Jackie Stone

As a seasoned senior living sales professional, have you fallen into the habit of giving a routine “tour” of your community that you could do in your sleep? You know — “Here’s the living room, here’s the dining room, here’s the washer/dryer; the pool is over there” — basically ticking off the features like a real estate agent and maybe throwing in a few benefits here and there. How do you avoid falling into the trap of giving a canned sales pitch that is not very effective in connecting with your prospect and that even bores you?

Persuading someone that moving to your community is the right decision requires a deeper level of communication. He or she may be thinking, “This is the last place I’m going to live.” It’s a very emotional decision, so you need to do more than just provide information. You need to get into that person’s head and learn what he or she values in life, because values guide our judgments, actions and important decisions.

Visual Clues
The process of discovering a prospect’s values can start even before he or she walks in the door of your community. Look out in the parking lot to see what the person is driving. Is the car sturdy and dependable? Is it expensive and possibly a status symbol? Is it sporty and fun? A car can speak volumes about its owner.

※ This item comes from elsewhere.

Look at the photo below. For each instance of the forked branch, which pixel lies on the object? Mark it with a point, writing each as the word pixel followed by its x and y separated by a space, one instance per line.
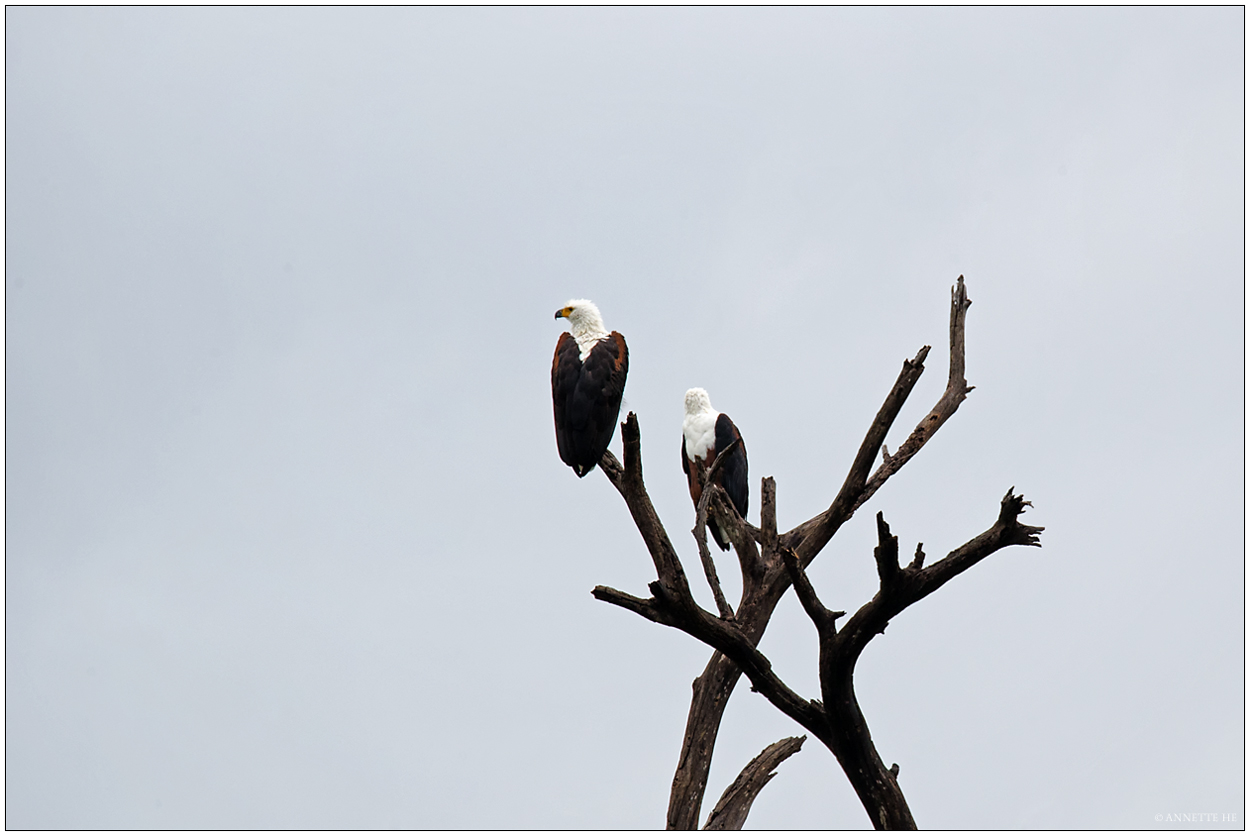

Once the prospect walks in, you can continue picking up subtle clues. Observe his or her appearance and dress, listen for words and phrases that reflect his or her values, and watch his or her body language. Take note of whether the person is decisive or indecisive, impulsive or cautious.

Probe to Discover Values
Pose questions that get the person talking, and really listen to the answers. Ask about his or her past or current career, interests and hobbies, family and the decision-making process. I like to ask, “What is a typical day in the life of Jane Doe like?” Or, “If you could do anything you wanted right now, what would it be?” Based on the answer, you may find out that the person is adventurous, intellectually curious, family-oriented, health conscious or a status seeker. And, even more important, are the questions he or she asks you.

Once you’ve gleaned some insights into your prospect’s values, focus on benefits that resonate with him or her, and don’t over-emphasize those that don’t. For instance, don’t go overboard selling the pool, fitness center and personal trainer to someone who doesn’t value health and fitness. He or she might be thinking, “I’m going to pay for something I’ll never use.”

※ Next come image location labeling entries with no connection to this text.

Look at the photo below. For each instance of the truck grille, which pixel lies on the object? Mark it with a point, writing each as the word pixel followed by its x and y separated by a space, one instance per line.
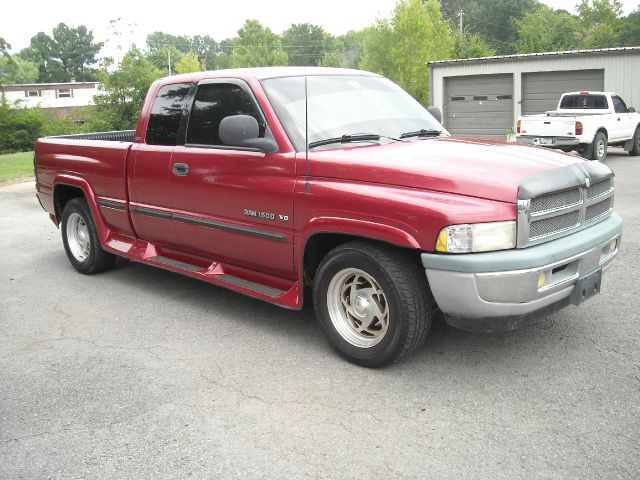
pixel 554 214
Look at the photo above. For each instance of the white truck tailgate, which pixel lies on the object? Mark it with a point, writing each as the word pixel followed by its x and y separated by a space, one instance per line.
pixel 548 126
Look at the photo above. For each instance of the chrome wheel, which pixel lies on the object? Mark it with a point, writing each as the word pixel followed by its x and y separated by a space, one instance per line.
pixel 78 237
pixel 358 307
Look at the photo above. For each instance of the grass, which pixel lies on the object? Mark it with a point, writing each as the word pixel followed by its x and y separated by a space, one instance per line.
pixel 16 165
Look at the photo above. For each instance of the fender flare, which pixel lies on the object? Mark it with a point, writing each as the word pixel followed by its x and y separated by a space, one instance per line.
pixel 74 181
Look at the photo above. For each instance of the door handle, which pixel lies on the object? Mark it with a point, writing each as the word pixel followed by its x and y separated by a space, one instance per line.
pixel 180 169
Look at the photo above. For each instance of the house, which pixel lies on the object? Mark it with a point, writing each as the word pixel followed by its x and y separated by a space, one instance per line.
pixel 484 96
pixel 59 98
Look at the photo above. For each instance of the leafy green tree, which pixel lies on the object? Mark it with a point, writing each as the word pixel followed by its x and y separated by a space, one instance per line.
pixel 189 63
pixel 43 52
pixel 225 49
pixel 159 40
pixel 206 49
pixel 4 47
pixel 631 29
pixel 548 30
pixel 400 47
pixel 125 89
pixel 161 57
pixel 15 70
pixel 492 20
pixel 68 54
pixel 602 23
pixel 306 44
pixel 257 46
pixel 76 50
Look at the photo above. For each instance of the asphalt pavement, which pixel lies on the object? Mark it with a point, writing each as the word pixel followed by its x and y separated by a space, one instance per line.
pixel 140 373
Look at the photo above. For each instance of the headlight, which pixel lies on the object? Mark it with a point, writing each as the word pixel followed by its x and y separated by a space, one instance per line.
pixel 477 237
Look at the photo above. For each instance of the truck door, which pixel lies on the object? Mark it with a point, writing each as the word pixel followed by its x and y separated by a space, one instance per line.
pixel 624 119
pixel 149 168
pixel 232 204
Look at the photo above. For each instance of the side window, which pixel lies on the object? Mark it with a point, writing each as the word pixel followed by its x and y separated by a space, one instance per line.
pixel 618 105
pixel 214 102
pixel 165 114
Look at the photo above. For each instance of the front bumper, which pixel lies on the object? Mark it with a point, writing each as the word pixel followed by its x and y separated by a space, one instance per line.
pixel 500 290
pixel 558 142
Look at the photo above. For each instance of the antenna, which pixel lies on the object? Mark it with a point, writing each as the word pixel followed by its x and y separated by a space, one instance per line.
pixel 306 133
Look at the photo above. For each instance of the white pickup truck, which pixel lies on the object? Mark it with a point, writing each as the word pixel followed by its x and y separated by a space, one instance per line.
pixel 586 122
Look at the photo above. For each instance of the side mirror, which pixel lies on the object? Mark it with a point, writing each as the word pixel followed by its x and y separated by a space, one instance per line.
pixel 435 113
pixel 243 131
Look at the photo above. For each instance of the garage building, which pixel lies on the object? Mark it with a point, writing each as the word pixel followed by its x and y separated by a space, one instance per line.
pixel 484 96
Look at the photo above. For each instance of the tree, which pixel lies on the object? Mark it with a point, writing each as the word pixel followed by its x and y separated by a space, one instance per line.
pixel 399 48
pixel 15 70
pixel 189 63
pixel 165 58
pixel 159 40
pixel 225 50
pixel 206 49
pixel 548 30
pixel 4 47
pixel 43 52
pixel 601 22
pixel 125 89
pixel 306 44
pixel 492 20
pixel 257 46
pixel 76 50
pixel 631 29
pixel 68 54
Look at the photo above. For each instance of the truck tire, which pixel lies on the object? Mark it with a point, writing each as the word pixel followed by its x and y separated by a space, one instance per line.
pixel 635 149
pixel 372 302
pixel 596 150
pixel 81 241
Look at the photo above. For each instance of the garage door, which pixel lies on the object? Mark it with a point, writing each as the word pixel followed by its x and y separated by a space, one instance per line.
pixel 541 90
pixel 479 105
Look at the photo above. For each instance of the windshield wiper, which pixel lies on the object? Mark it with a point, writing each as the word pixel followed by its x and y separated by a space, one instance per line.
pixel 422 133
pixel 357 137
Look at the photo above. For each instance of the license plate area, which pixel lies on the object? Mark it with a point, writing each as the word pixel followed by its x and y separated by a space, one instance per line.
pixel 586 287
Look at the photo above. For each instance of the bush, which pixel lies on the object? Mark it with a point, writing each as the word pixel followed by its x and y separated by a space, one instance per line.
pixel 19 127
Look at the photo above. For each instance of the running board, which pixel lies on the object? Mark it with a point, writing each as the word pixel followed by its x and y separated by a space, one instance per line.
pixel 274 290
pixel 176 263
pixel 258 287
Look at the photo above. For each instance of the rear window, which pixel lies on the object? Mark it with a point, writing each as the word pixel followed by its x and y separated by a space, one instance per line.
pixel 166 112
pixel 587 102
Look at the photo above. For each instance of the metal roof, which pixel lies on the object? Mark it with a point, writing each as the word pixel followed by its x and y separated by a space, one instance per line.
pixel 531 56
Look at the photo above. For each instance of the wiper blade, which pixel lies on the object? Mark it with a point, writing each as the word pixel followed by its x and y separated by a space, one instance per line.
pixel 356 137
pixel 422 133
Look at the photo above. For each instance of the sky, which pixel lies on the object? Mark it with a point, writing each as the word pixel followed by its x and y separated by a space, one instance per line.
pixel 220 19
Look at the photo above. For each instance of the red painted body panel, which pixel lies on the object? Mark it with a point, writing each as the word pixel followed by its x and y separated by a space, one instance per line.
pixel 400 193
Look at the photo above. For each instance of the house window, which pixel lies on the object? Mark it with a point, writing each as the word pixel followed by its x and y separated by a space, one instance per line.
pixel 65 93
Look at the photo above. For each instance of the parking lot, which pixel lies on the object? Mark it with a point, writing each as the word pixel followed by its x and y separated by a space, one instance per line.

Here are just a few examples of “values” portraits and ways you might connect with each. (Most people are a combination of more than one.)

HEARTH AND HOMEMAKERS
These are typically women whose career was raising their children and caring for the family home. They feel attached to the home, and leaving it and the memories created there is very emotional for them. They may feel a need to consult their children on the decision. They may also be considering a move to be closer to family.

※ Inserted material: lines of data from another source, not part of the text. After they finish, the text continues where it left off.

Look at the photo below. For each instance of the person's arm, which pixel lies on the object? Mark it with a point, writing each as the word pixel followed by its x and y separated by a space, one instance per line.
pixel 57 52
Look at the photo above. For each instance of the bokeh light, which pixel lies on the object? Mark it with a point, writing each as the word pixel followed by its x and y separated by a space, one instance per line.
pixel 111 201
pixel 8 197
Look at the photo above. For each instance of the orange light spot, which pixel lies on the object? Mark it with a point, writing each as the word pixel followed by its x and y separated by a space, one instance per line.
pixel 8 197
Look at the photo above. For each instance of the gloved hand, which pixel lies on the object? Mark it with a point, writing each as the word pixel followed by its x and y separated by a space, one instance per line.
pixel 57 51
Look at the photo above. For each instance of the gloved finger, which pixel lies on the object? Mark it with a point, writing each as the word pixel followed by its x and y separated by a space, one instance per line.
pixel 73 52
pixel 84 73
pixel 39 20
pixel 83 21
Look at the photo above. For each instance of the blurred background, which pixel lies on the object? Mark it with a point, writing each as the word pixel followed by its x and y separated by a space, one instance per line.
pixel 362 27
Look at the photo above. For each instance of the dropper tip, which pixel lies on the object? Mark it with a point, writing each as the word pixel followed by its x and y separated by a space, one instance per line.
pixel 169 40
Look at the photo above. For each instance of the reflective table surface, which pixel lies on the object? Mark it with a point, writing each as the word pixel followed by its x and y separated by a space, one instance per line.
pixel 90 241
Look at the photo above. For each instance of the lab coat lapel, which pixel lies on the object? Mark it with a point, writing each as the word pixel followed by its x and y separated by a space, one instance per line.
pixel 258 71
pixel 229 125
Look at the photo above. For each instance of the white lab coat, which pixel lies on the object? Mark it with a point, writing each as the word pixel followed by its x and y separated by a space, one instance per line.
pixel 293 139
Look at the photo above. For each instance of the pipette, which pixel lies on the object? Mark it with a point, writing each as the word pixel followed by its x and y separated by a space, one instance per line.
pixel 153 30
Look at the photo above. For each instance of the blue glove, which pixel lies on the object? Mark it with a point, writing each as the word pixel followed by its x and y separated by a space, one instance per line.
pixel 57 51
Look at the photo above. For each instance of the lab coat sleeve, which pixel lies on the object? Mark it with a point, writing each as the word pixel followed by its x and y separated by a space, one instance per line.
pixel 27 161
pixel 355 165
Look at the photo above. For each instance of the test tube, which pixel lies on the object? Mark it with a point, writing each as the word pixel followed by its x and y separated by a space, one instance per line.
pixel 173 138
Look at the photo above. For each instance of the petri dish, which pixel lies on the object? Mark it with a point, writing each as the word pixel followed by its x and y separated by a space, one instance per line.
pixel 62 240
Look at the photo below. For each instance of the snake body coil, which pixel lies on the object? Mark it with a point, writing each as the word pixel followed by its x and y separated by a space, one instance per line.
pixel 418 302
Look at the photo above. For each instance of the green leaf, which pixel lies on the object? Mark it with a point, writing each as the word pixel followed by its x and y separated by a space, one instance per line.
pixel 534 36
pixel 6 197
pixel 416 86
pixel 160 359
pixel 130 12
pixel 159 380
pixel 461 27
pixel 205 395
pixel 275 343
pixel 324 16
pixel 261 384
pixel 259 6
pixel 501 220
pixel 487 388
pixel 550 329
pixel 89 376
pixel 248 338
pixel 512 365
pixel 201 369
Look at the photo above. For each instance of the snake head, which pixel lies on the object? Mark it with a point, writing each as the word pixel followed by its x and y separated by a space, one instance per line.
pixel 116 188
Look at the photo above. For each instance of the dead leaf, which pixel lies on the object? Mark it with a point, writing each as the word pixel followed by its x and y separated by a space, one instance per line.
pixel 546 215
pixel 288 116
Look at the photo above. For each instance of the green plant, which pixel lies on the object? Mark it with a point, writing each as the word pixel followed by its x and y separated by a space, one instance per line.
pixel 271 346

How to connect: Highlight amenities, such as built-in shelves and wall space for family photos and mementos; a second bedroom for visiting family members to spend the night; and the private dining room for family celebrations. Tell a story that will resonate with their values: “Can you imagine hosting Thanksgiving dinner here in the private dining room, then being able to relax and enjoy coffee and dessert with your family without needing to wash a mound of pots and pans?”

FISCAL CONSERVATIVES
A large subset of the current generation of senior living prospects, they are careful shoppers who value financial security. High entrance fees may give them sticker shock, but if they see value, they will buy.

How to connect: Explain the value of the CCRC model by comparing the costs of home ownership and retirement community living (do this exercise prior to your meeting to ensure that the results are favorable for your community). For communities with a Type A Life Care agreement, share tangible comparisons of costs for skilled care with and without Life Care. Try this: “Do you know what skilled nursing care costs today? Have you ever heard stories of people who spent their life savings in a nursing home? Let me explain how Life Care might prevent that from happening to you.”

IN-CHARGE INTELLECTUALS
This group is attracted to intellectual pursuits, prestige and status. They may be leaders in their own communities, serve on a board of directors, read avidly and travel frequently. They want to maintain their independence and live life on their own terms. They do not have an emotional attachment to their homes—it’s just a place to hang their hats while pursuing their true interests.

How to connect: Mention that your community is “the leader,” “exceptional” or “the best around.” Say things like: “You can just lock the door and go, knowing that your home will be safe while you are away, and nice and clean when you return.” Perhaps see if they have an interest in serving on the resident council.

Next time you have a sales appointment, throw away that canned script, and focus on the person in front of you. Ask probing questions that will uncover his or her life values, so you can present your community in a way that connects with those values.